The North American asters have been deemed by the molecular and genetic scientists to be more closely related to other North American members of the daisy family, like golden rod, and so they are no longer Aster but Symphyotrichum.  Catchy, isn't it?  Trips off the tongue.  It means 'the hairs joining together', a reference to the fact that back in 1832 somebody thought that the hairs on the seeds were fused towards the base.  Which is obviously the first thing anybody would notice about a plant, whether or not the hairs on its seeds were fused together.  So good old bright pink Aster novae-angliae 'Andenken an Alma Potschke' is henceforth Symphyotrichum novae-angliae 'Andenken an Alma Potschke'.  You can see why people just call them Michelmas daisies.

Meanwhile the lovely little white flowered, shade tolerant North American Aster divaricatus has become Eurybia divaricata.  Ye gods, it has even changed sex.  It is a nice little plant.  I have a small patch hanging on among the weeds in the meadow, that I've recently liberated, and I must go and investigate reports that the Chatto garden has a particularly good form for sale with dark stems.

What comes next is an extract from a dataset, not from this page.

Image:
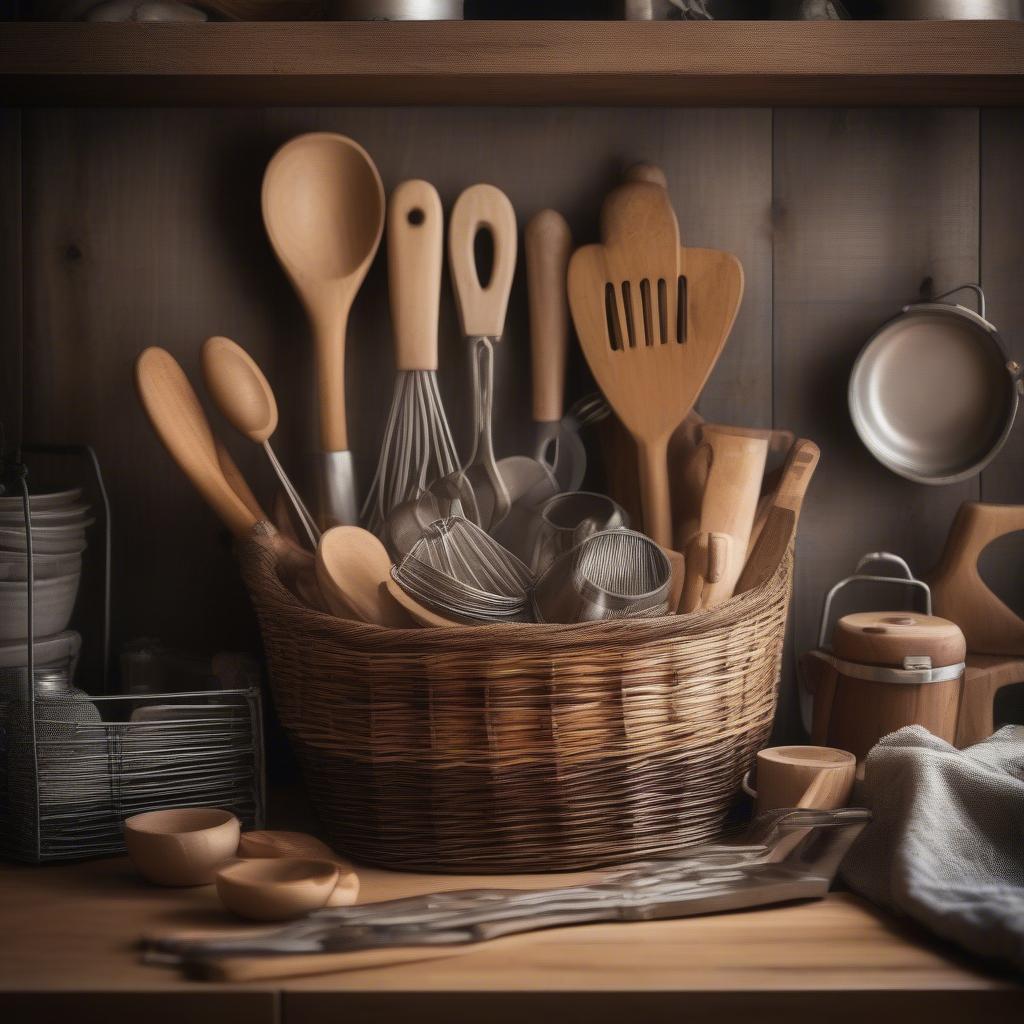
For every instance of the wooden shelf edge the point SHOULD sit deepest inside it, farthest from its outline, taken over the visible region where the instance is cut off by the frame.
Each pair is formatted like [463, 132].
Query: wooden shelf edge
[516, 62]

The botanists are always at it.  I'd barely memorised Lonicera infundibulum var. rockii before it became Lonicera elisae and my efforts were wasted.  It is an agreeable shrubby honeysuckle with bronze coloured new leaves and delicate, pendant, narrowly funnel shaped, pale apricot flowers, and I used to be very proud of my specimen, but it has never been so good since the last very wet winter.  I feared it was dead, and I think most of its roots probably rotted as the bottom of the rose bank turned into a virtual spring.  I'd still not discovered how I was meant to pronounce Schizostylis, should it be skits as in schizophrenia, or shits as in bears in the wood, when it became Hesperantha and I no longer had to worry about it.  The owner of the plant centre was fighting a rearguard action against the renaming of Stipa arundinacea as Anemanthele lessoniana when I left, saying that customers would not be able to find it if the name changed and it moved on the sales table from S to A.

Gardeners can be a conservative lot.  It took decades for Funkia, as Gertrude Jeckyll knew them, to be accepted as Hosta.  On the other hand, a sure way to mark yourself as a dinosaur and no longer down with the kids when it comes to gardening is to refuse to stay up to date with plant names.  I must repeat ten times daily, Symphyotrichum, Symphyotrichum, Symphiotrichum.  Eurybia, Eurybia, Eurybia.  Actually, Eurybia sounds quite pretty, like Eurydice, but it means 'who has a heart of flint within her'.  Why anybody thought that was a helpful name for a small, pleasant North American daisy I have no idea.  It makes 'the hairs joining together' sound quite sensible.